Prototype: not_found_in_lang_md(term: str, lang: str) -> str
Markdown version of the message to be displayed by thr bot when search command has no valid result in language lang that is not English (as it is the fallback language for all other possibilities).
Prototype: domain_not_found(domain: str) -> str
Text message to be displayed when domain is not a valid Wikipedia domain (that is, when wiki.search_result() returns -2).
Prototype: link_text(link: str) -> str
Little text containing the link of a Wikipedia article that should be displayed at the end of every answer from the bot to the search command.
Prototype: invalid_command_md(command: str, prefix: str) -> str
Markdown paragraph to be displayed by the bot when an unknown command is given (only necessary in some platforms). The prefix string serves only to display correctly to the user how to type the help command for a list of valid actions.
This file is different from all others. It is simply a script to test the features of the other files.
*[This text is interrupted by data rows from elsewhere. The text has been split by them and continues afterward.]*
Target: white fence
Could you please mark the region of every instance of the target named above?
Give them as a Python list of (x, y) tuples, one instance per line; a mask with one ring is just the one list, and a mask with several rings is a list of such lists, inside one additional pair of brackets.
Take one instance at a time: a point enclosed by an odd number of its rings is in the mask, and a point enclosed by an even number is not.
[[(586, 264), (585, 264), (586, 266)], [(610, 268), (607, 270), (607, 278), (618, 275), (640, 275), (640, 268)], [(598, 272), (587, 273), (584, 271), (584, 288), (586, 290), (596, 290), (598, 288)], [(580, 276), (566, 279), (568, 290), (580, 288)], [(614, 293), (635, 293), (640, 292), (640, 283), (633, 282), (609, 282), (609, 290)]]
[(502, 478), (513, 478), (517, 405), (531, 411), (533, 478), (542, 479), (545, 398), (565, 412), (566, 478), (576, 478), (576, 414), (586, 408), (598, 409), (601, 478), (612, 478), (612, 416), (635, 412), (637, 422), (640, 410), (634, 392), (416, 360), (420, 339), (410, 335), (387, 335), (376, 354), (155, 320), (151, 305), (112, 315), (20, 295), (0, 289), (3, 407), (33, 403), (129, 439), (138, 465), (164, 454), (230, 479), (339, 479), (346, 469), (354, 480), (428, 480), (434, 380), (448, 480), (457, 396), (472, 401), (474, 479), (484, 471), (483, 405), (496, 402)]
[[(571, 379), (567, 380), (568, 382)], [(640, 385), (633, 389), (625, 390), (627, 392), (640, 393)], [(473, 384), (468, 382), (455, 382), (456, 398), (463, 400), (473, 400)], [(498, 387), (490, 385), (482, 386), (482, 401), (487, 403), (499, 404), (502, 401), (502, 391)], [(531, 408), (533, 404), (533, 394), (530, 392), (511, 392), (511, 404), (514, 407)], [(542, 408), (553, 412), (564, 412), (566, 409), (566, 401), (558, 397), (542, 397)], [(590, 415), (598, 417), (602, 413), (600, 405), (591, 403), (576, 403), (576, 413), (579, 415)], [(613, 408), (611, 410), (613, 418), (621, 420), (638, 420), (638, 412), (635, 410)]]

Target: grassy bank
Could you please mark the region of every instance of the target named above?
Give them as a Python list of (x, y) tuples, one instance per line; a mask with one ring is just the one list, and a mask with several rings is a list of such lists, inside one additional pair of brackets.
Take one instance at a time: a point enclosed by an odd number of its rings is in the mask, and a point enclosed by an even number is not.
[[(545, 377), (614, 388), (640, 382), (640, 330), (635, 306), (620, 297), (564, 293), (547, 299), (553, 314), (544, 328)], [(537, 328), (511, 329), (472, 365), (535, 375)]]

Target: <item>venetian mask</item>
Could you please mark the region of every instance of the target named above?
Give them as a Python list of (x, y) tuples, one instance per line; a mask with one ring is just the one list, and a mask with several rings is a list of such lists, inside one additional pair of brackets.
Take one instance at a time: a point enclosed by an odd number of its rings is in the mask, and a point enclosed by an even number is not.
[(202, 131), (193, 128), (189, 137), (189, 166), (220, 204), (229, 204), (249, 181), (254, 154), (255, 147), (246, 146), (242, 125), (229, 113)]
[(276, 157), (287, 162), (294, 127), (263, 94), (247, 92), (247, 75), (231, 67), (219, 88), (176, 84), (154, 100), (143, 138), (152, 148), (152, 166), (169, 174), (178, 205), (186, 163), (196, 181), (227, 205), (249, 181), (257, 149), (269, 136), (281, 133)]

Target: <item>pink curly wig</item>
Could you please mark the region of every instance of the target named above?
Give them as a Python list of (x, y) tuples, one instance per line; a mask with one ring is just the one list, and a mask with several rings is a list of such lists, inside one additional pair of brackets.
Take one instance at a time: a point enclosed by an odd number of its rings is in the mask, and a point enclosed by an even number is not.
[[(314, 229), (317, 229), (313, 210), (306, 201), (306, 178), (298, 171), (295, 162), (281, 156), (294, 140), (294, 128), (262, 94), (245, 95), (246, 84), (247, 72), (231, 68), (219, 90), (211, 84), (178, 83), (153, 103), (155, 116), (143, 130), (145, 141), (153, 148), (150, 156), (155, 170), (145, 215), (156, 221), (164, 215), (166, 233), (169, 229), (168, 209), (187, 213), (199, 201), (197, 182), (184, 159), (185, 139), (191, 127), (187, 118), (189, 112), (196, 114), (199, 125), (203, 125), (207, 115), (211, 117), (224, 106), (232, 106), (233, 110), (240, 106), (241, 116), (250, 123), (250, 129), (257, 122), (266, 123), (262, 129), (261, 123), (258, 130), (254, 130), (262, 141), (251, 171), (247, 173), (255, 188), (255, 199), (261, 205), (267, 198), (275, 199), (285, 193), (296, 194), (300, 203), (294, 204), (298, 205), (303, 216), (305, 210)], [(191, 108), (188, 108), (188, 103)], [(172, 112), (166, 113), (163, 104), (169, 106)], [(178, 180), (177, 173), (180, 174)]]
As it happens with all good software project with good planning (like this one definitely was), it was abandoned quite early in development, although it has had its fair amount of use.
If you are developing new features, it might be a useful way for you to test them in conjunction with other already developed functions. You can find all options it has by typing ./test.py help or python3 test.py help in your terminal.